VITERBO – Domenica 25 aprile, nel giorno della Festa della Liberazione, inizia la nuova edizione di Resist, l’appuntamento di Arci Viterbo che racconta e attualizza il significato della Resistenza. Anche quest’anno, come il precedente, la Festa della Liberazione si tiene in un periodo caratterizzato dall’emergenza sanitaria per il Covid-19 e dalle limitazioni in cui viviamo che impongono una diversa programmazione.

25 APRILE

I circoli Arci aderiscono a Strade di Liberazione. Deposizione dei fiori nei luoghi della memoria nella giornata del 25 Aprile.

Ore 16:00

Incontro online Il 25 aprile attraverso le generazioni

Sulla pagina Facebook di Rete degli Studenti Medi di Viterbo e ANPI Viterbo

La Compagnia Teatro Popolare “Peppino Liuzzi” di Caprarola e l’associazione culturale Le Città Invisibili presentano Vita, morte e miracoli di Bonfiglio Liborio

di Remo Rapino, traduzione di Romolo Passini

Sui canali social di Compagnia Teatro Popolare Peppino Liuzzi e Associazione Culturale Le città invisibili

In occasione della ricorrenza della Festa della Liberazione, la Compagnia “Peppino Liuzzi”, ha voluto esprimere la propria partecipazione attraverso la lettura di un frammento del libro “Vita, morte e miracoli di Bonfiglio Liborio” dello scrittore Remo Rapino, vincitore della 58° edizione del Premio Campiello. Libro nel quale, attraverso gli occhi del protagonista, viene raccontato quasi un secolo di storia, filtrato attraverso la semplicità e l’efficacia del suo linguaggio.

Nel nostro caso, abbiamo preso in considerazione parte del capitolo intitolato “Ottobre 1943”, dove si narra la tragedia dell’arrivo dei nazisti in paese, delle violenze perpetrate ai danni della popolazione e del tentativo di opporre una, seppur insufficiente, orgogliosa resistenza.
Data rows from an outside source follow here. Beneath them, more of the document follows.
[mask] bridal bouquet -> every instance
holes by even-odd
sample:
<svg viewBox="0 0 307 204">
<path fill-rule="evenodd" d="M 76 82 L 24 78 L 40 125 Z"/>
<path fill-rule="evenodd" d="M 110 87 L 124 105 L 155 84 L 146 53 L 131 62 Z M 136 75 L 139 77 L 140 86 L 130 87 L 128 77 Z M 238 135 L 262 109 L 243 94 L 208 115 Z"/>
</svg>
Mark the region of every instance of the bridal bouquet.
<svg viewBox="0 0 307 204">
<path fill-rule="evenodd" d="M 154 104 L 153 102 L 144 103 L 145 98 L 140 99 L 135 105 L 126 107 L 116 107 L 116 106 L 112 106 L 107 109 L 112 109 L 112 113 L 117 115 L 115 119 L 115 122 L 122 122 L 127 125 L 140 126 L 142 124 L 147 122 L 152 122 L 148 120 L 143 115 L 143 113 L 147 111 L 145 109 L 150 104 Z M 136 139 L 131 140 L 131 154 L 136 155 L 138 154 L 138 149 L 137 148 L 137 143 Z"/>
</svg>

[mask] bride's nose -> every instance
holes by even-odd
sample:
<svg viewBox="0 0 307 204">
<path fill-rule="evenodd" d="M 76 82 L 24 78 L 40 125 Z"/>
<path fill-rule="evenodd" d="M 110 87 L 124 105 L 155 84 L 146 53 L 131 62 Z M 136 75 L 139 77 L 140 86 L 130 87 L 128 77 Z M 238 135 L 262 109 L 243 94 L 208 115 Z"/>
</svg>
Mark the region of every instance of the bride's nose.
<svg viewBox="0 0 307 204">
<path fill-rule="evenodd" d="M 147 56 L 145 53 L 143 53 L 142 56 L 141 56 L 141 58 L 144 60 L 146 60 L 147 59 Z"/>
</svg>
Libere di Rossella Schillaci
documentario 2017, 76 minuti.

A cura di AUCS onlus e Immagini dal Sud del Mondo, con la collaborazione di UCCA e Arci Viterbo, nell’ambito dell’Anteprima Immagini dal Sud del Mondo XXVI

Dalle 21:00 per 24 ore su MyMovies. Proiezione gratuita, posti limitati.

Attraverso il recupero di testimonianze originali, Rossella Schillaci ricostruisce quello che è stato considerato il primo passo verso il femminismo in Italia. L’assaggio della libertà, con la scoperta della libertà sessuale e della parità nel lavoro e nella famiglia, e poi la delusione del dopoguerra.

29 APRILE ORE 17:00

Ebrei e Resistenza

Incontro con Anna Foà, storica

Modera Raffaella Sarracino.

a cura del circolo Arci Parole a Km0

Diretta sulle pagine Facebook di Arci Viterbo, Parole a km0 e Libreria Etruria

La presenza ebraica nella Resistenza è stata ampia, proporzionalmente più ampia che fra i non ebrei. Molti ebrei, soprattutto al Nord ma anche nell’Italia centrale e a Roma, operarono nelle formazioni partigiane. Di questa partecipazione ebraica alla Resistenza si vuole qui fare brevemente la storia.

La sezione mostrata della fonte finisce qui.